In fact, the four other members of the Ethiopian women’s squad in Valencia were aged 18, 19, 20 and 21, and could not boast of a single appearance at a major championship between them, so the 27-year-old Gudeta was very much the grand dame of the quintet that arrived Spain.
“The Ethiopian federation decided that despite Netsanet not having competed in the trials they wanted someone with experience to train with the others and act as a mentor and guide.
“However, still there was no expectation that Netsanet was in the type of form that could challenge for the individual gold medal. The focus of attention during the training camp was on the team gold.
“Netsanet’s own form returned quickly after the Dubai disappointment and she was running well in training. We thought she might run a personal best, maybe low 67s or just get into the 66s, but not 66:11.
“In fact, I think the coaches’ assessment in the camp was that a couple of other members of the team were actually in better shape than Netsanet, that’s how much of a surprise it was when she won gold and got a world record.”

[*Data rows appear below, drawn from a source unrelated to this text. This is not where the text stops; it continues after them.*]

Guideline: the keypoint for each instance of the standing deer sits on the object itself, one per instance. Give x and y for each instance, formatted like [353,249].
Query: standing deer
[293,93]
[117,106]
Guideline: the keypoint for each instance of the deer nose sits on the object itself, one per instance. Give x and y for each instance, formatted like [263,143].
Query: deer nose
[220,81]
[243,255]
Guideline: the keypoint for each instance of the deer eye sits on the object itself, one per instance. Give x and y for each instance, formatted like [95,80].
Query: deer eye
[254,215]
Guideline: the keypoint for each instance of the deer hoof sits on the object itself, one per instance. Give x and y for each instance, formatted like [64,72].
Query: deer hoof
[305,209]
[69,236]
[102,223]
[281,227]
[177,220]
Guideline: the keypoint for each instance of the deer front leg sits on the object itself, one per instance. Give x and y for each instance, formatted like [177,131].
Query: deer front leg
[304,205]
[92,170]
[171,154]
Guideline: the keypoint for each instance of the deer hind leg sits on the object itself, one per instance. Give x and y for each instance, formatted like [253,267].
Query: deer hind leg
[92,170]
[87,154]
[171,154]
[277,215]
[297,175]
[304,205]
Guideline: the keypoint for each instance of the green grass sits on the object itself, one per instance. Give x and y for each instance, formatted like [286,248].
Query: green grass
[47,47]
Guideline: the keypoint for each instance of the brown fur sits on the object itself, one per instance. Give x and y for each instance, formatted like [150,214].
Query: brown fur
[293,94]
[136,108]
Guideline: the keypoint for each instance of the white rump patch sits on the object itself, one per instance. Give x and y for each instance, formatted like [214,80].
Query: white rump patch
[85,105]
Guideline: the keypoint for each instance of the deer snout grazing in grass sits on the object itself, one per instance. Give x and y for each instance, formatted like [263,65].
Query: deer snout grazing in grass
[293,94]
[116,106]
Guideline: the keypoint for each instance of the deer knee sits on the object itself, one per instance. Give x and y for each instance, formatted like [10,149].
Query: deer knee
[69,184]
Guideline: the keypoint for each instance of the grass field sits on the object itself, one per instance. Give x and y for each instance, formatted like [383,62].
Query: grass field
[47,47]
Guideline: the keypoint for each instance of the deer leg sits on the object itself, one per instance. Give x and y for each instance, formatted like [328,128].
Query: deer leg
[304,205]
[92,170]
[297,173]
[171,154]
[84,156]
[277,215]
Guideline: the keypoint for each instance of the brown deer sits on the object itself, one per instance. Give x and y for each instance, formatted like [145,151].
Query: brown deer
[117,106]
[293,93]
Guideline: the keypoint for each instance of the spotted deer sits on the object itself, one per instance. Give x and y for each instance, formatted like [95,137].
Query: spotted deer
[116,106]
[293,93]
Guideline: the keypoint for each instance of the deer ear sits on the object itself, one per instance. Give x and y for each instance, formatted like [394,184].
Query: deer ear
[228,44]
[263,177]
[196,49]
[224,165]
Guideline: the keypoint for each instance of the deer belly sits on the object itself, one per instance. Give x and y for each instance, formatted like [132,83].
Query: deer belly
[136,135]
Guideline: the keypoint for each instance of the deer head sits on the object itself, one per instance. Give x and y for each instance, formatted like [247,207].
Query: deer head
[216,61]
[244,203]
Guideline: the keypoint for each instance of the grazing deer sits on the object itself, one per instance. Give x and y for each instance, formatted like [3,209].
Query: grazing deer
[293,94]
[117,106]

“Nevertheless, the Ethiopian federation’s planning in terms of bringing in Netsanet for her experience was absolutely correct as they did also take the team gold medals,” he added.
Following Gudeta home, 19-year-old Zeinaba Yimer finished fifth in and 18-year-old Meseret Belete sixth. Both women sliced more than two minutes off their bests with 1:08:07and 1:08:09 respective.
There were personal bests as well for the non-scoring Bekelech Gudeta and Zinash Mekonnen in eighth and 11th, who both finished inside 69 minutes.
Into the unknown
The question is, what now for Gudeta after her Valencia victory?
Demadonna admitted he wasn’t immediately sure although her future seems to lie on the roads rather than the track although he confirmed they didn’t have a spring marathon planned and would be looking at shorter distances until the autumn.
She has missed out on global championships on the track in the last three years, finishing sixth in the Ethiopian 10,000m championships in 2015, fourth over the same distance at the 2016 Olympic trials and then had just one outing on the track last year when she finished third in the national championships 5000m but wasn’t picked for London.
However, regardless of where and when Gudeta next races, after Valencia she will hear the announcer proclaim her as “world champion and world record holder” as she is introduced to the crowd.